I’m interested in training a new sentiment model with my own dataset. I know that I need to create a file with sentiment labeled for sentences and their component phrases and words.
I figured out how to create a tree like the following for the sentence “I do not love you.” via the BuildBinarizedDataset:
(1 (1 I) (1 (1 (1 (1 do) (1 not)) (1 (1 love) (1 you))) (1 .)))
However, this seems terribly difficult to add labels manually in this format, particularly for phrases within a longer sentence. It would be far easier if I could generate the following for labeling purposes, then convert when I am ready to train the new model.
sentiment_score pline1
sentiment_score phrase1
sentiment_score phrase2
...........................
sentiment_score phraseN
BLANK ROW
sentiment_score pline2
The problem is that I can’t figure out how to generate this from a sentence with the parser. If someone could provide guidance, or direct me to documentation that will explain this process, it would help me tremendously.
Here is some sample code I wrote to go through a tree and print out every subtree. So to get the print out you want just use the printSubTrees method I wrote and have it print out everything in your sentiment tree.

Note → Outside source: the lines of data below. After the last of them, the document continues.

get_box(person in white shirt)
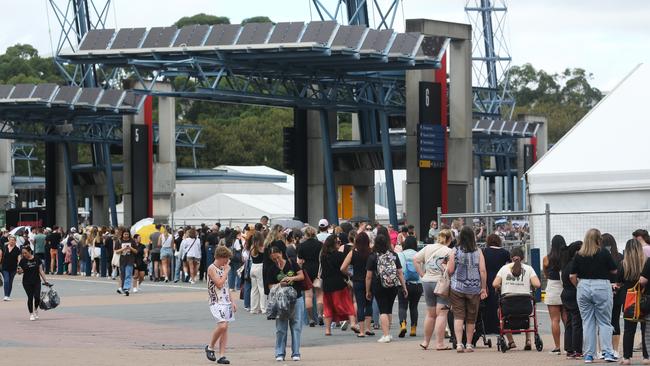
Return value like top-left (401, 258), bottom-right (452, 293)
top-left (180, 228), bottom-right (202, 284)
top-left (493, 247), bottom-right (541, 350)
top-left (316, 219), bottom-right (330, 242)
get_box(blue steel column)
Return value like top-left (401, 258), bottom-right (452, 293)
top-left (379, 111), bottom-right (398, 228)
top-left (63, 143), bottom-right (78, 229)
top-left (103, 143), bottom-right (118, 226)
top-left (319, 110), bottom-right (338, 226)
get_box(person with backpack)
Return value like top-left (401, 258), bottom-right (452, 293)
top-left (447, 226), bottom-right (488, 353)
top-left (397, 236), bottom-right (423, 338)
top-left (365, 234), bottom-right (408, 343)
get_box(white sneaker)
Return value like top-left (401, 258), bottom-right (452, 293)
top-left (3, 296), bottom-right (8, 301)
top-left (275, 356), bottom-right (284, 361)
top-left (34, 310), bottom-right (39, 319)
top-left (133, 288), bottom-right (139, 293)
top-left (29, 314), bottom-right (35, 321)
top-left (292, 356), bottom-right (301, 361)
top-left (377, 335), bottom-right (391, 343)
top-left (388, 335), bottom-right (394, 341)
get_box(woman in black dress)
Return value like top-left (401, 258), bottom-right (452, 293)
top-left (482, 234), bottom-right (511, 335)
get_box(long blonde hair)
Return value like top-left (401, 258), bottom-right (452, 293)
top-left (622, 238), bottom-right (646, 281)
top-left (578, 228), bottom-right (601, 257)
top-left (437, 229), bottom-right (452, 245)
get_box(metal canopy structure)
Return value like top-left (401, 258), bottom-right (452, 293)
top-left (58, 21), bottom-right (448, 113)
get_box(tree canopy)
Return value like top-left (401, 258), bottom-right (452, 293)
top-left (241, 16), bottom-right (273, 24)
top-left (174, 13), bottom-right (230, 27)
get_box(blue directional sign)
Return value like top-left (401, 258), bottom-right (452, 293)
top-left (418, 124), bottom-right (446, 168)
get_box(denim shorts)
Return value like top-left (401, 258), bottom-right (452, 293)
top-left (161, 247), bottom-right (173, 259)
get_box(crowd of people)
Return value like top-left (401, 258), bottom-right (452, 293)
top-left (2, 218), bottom-right (650, 364)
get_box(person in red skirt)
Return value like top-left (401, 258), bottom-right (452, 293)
top-left (319, 234), bottom-right (359, 336)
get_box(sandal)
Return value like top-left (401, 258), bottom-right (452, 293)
top-left (357, 334), bottom-right (366, 338)
top-left (524, 341), bottom-right (532, 351)
top-left (205, 346), bottom-right (216, 362)
top-left (419, 344), bottom-right (429, 350)
top-left (436, 346), bottom-right (452, 351)
top-left (466, 345), bottom-right (474, 353)
top-left (456, 344), bottom-right (465, 353)
top-left (365, 331), bottom-right (375, 336)
top-left (508, 341), bottom-right (517, 349)
top-left (351, 325), bottom-right (361, 334)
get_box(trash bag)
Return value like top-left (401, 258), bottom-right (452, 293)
top-left (39, 284), bottom-right (60, 310)
top-left (266, 284), bottom-right (297, 320)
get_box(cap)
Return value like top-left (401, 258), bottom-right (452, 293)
top-left (318, 219), bottom-right (329, 228)
top-left (70, 227), bottom-right (77, 233)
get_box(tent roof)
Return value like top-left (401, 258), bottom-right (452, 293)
top-left (217, 165), bottom-right (294, 193)
top-left (173, 193), bottom-right (294, 221)
top-left (527, 63), bottom-right (650, 194)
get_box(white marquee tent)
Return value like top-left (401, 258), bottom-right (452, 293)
top-left (527, 63), bottom-right (650, 251)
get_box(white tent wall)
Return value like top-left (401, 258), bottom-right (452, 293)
top-left (527, 63), bottom-right (650, 258)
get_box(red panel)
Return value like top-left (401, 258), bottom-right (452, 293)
top-left (144, 95), bottom-right (153, 217)
top-left (531, 136), bottom-right (538, 162)
top-left (435, 53), bottom-right (448, 214)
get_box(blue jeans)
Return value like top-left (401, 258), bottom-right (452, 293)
top-left (228, 261), bottom-right (241, 290)
top-left (275, 295), bottom-right (304, 359)
top-left (577, 279), bottom-right (614, 358)
top-left (2, 270), bottom-right (16, 297)
top-left (174, 255), bottom-right (182, 281)
top-left (122, 263), bottom-right (134, 291)
top-left (353, 280), bottom-right (373, 321)
top-left (244, 281), bottom-right (252, 309)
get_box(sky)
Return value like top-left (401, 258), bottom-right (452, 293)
top-left (2, 0), bottom-right (649, 90)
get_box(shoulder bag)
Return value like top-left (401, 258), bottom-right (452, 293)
top-left (182, 239), bottom-right (197, 262)
top-left (312, 250), bottom-right (323, 289)
top-left (433, 247), bottom-right (451, 297)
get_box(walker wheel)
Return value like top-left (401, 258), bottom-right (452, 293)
top-left (487, 338), bottom-right (492, 348)
top-left (534, 334), bottom-right (543, 352)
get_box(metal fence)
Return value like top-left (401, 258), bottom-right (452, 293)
top-left (439, 205), bottom-right (650, 258)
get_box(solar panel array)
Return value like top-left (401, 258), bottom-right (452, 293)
top-left (0, 84), bottom-right (141, 112)
top-left (473, 119), bottom-right (540, 137)
top-left (60, 21), bottom-right (445, 68)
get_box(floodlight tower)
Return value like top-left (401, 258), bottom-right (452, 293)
top-left (465, 0), bottom-right (515, 118)
top-left (311, 0), bottom-right (402, 29)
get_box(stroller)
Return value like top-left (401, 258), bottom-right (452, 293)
top-left (496, 293), bottom-right (543, 353)
top-left (450, 299), bottom-right (493, 349)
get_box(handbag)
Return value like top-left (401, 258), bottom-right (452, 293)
top-left (301, 268), bottom-right (314, 291)
top-left (111, 252), bottom-right (120, 267)
top-left (434, 268), bottom-right (451, 297)
top-left (625, 282), bottom-right (645, 322)
top-left (312, 250), bottom-right (323, 289)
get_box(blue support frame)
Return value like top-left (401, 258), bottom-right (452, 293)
top-left (62, 142), bottom-right (78, 228)
top-left (319, 110), bottom-right (339, 226)
top-left (103, 143), bottom-right (118, 227)
top-left (379, 111), bottom-right (398, 228)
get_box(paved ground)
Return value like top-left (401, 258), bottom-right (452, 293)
top-left (0, 275), bottom-right (638, 365)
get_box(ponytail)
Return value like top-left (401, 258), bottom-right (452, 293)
top-left (510, 246), bottom-right (525, 277)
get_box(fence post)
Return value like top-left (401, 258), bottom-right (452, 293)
top-left (437, 206), bottom-right (442, 228)
top-left (530, 247), bottom-right (542, 302)
top-left (545, 203), bottom-right (551, 252)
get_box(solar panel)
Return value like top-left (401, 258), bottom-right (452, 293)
top-left (360, 29), bottom-right (393, 53)
top-left (75, 88), bottom-right (102, 106)
top-left (173, 25), bottom-right (210, 47)
top-left (388, 33), bottom-right (420, 56)
top-left (332, 25), bottom-right (366, 49)
top-left (236, 23), bottom-right (273, 45)
top-left (473, 119), bottom-right (492, 131)
top-left (0, 85), bottom-right (14, 99)
top-left (419, 36), bottom-right (446, 58)
top-left (204, 24), bottom-right (242, 46)
top-left (300, 21), bottom-right (338, 44)
top-left (52, 86), bottom-right (81, 104)
top-left (110, 28), bottom-right (147, 49)
top-left (97, 89), bottom-right (125, 108)
top-left (141, 26), bottom-right (178, 48)
top-left (30, 84), bottom-right (59, 101)
top-left (9, 84), bottom-right (36, 99)
top-left (120, 92), bottom-right (143, 109)
top-left (78, 29), bottom-right (115, 51)
top-left (268, 22), bottom-right (304, 43)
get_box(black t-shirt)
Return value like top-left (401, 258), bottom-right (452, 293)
top-left (286, 244), bottom-right (297, 263)
top-left (251, 252), bottom-right (264, 264)
top-left (135, 244), bottom-right (147, 268)
top-left (321, 251), bottom-right (348, 293)
top-left (351, 250), bottom-right (370, 282)
top-left (570, 248), bottom-right (617, 280)
top-left (2, 245), bottom-right (20, 272)
top-left (267, 259), bottom-right (303, 298)
top-left (297, 238), bottom-right (322, 280)
top-left (366, 251), bottom-right (402, 289)
top-left (639, 259), bottom-right (650, 282)
top-left (206, 232), bottom-right (219, 247)
top-left (19, 257), bottom-right (40, 284)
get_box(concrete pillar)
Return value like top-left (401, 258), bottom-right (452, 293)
top-left (54, 145), bottom-right (70, 229)
top-left (306, 110), bottom-right (338, 225)
top-left (0, 139), bottom-right (12, 210)
top-left (152, 84), bottom-right (176, 224)
top-left (353, 185), bottom-right (375, 221)
top-left (351, 113), bottom-right (361, 141)
top-left (92, 195), bottom-right (107, 225)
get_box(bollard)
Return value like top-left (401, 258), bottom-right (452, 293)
top-left (71, 246), bottom-right (78, 275)
top-left (100, 246), bottom-right (107, 277)
top-left (85, 248), bottom-right (92, 276)
top-left (530, 247), bottom-right (542, 302)
top-left (57, 247), bottom-right (64, 275)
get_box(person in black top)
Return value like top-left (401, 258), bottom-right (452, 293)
top-left (617, 239), bottom-right (648, 364)
top-left (297, 227), bottom-right (323, 327)
top-left (543, 235), bottom-right (566, 354)
top-left (18, 245), bottom-right (49, 320)
top-left (2, 235), bottom-right (21, 301)
top-left (341, 231), bottom-right (374, 336)
top-left (602, 233), bottom-right (624, 354)
top-left (249, 232), bottom-right (266, 314)
top-left (132, 234), bottom-right (148, 293)
top-left (267, 245), bottom-right (304, 361)
top-left (46, 227), bottom-right (61, 274)
top-left (569, 228), bottom-right (618, 363)
top-left (320, 234), bottom-right (358, 336)
top-left (561, 241), bottom-right (583, 359)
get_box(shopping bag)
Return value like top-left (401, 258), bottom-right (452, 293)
top-left (623, 282), bottom-right (644, 322)
top-left (39, 284), bottom-right (60, 311)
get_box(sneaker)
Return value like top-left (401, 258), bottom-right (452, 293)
top-left (124, 291), bottom-right (129, 296)
top-left (318, 317), bottom-right (324, 326)
top-left (388, 335), bottom-right (394, 341)
top-left (29, 314), bottom-right (36, 321)
top-left (3, 296), bottom-right (9, 301)
top-left (603, 352), bottom-right (618, 362)
top-left (292, 356), bottom-right (301, 361)
top-left (309, 321), bottom-right (316, 327)
top-left (216, 356), bottom-right (230, 364)
top-left (34, 310), bottom-right (39, 319)
top-left (116, 288), bottom-right (122, 294)
top-left (275, 356), bottom-right (284, 361)
top-left (584, 355), bottom-right (594, 363)
top-left (377, 335), bottom-right (391, 343)
top-left (341, 321), bottom-right (349, 331)
top-left (549, 348), bottom-right (561, 355)
top-left (133, 288), bottom-right (139, 293)
top-left (164, 278), bottom-right (169, 283)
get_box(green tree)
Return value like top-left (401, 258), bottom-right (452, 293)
top-left (241, 16), bottom-right (273, 24)
top-left (174, 13), bottom-right (230, 27)
top-left (507, 63), bottom-right (603, 143)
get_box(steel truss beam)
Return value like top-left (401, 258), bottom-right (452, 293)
top-left (0, 118), bottom-right (123, 144)
top-left (312, 0), bottom-right (401, 30)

import edu.stanford.nlp.ling.CoreAnnotations;
import edu.stanford.nlp.ling.Word;
import edu.stanford.nlp.parser.lexparser.LexicalizedParser;
import edu.stanford.nlp.parser.lexparser.TreeBinarizer;
import edu.stanford.nlp.pipeline.Annotation;
import edu.stanford.nlp.pipeline.StanfordCoreNLP;
import edu.stanford.nlp.trees.*;
import java.io.IOException;
import java.util.ArrayList;
import java.util.Properties;
public class SubTreesExample {
public static void printSubTrees(Tree inputTree) {
ArrayList<Word> words = new ArrayList<Word>();
for (Tree leaf : inputTree.getLeaves()) {
words.addAll(leaf.yieldWords());
}
System.out.print(inputTree.label()+"\t");
for (Word w : words) {
System.out.print(w.word()+ " ");
}
System.out.println();
for (Tree subTree : inputTree.children()) {
printSubTrees(subTree);
}
}
public static void main(String[] args) {
Properties props = new Properties();
props.setProperty("annotators", "tokenize,ssplit,pos,lemma,ner,parse");
StanfordCoreNLP pipeline = new StanfordCoreNLP(props);
String text = "I do not love you.";
Annotation annotation = new Annotation(text);
pipeline.annotate(annotation);
Tree sentenceTree = annotation.get(CoreAnnotations.SentencesAnnotation.class).get(0).get(
TreeCoreAnnotations.TreeAnnotation.class);
printSubTrees(sentenceTree);
}
}